I experimented with using pydantic for configuring the matcher, but this proved to have no real benefits over pex_config, so I settled on the following structure:
- matcher_probabilistic.py: MatchProbabilisticConfig and MatcherProbabilistic (a plain old class). The most generic matching functions with no stack dependencies, only pex_config, so this could be spun off at some point (I don't know if there's a good way now).
- match_probabilistic.py: MatchProbabilisticTask, including all stack dependencies. Also has a single test case in tests/test_match_probabilistic_task.py. Could maybe use more to cover other config options.
- match_tract_catalog.py: MatchTractCatalogConfig/Task pipeline task with configurable abstract MatchTractCatalogSubConfig/Task classes, in case someone wants to use/implement another matcher.
- match_tract_catalog_probabilistic.py: MatchTractCatalogProbabilisticConfig/Task classes that inherit from both MatchTractCatalogSubConfig/Task and MatchProbabilisticConfig/Task.
I haven't added any tests to pipe_tasks yet; I'm not sure if they're warranted. If I were to do so, I'd probably copypasta from the existing test_matchFakes.py and/or test_parquet.py since that is the intended use.

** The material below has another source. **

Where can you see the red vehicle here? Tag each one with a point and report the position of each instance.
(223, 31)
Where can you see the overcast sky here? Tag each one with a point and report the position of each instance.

To verify that this works, I ran:
pipetask --long-log run -b /repo/dc2 --input 2.2i/runs/test-med-1/w_2021_40/
DM-32024,2.2i/truth_summary --output "u/dtaranu/ DM-32034/w_2021_40_match_0.5asec" -d "instrument = 'LSSTCam-imSim' and tract=3828 and skymap='DC2'" -p /project/dtaranu/dc2/match_catalog_pipe/match_tract_catalog_probabilistic.yaml --register-dataset-types
The associated yaml/config is valid for w40 and probably w44/6 and will eventually go into DRP pipelines, either after objectTable_tract generation, or as part of faro (TBD). In principle this could beusedto match against an observed reference catalog, not just a truth catalog (e.g. an HST-derived COSMOS catalog for HSC UDeep), but I haven't implemented using uncertainties in the reference catalog yet. I imagine I'd just add them in quadrature to each target source's errors.
Once the matcher is being run as part of DRP, I'll update the notebook from
DM-31781 to use the generated datasets to make DC2 vs truth plots.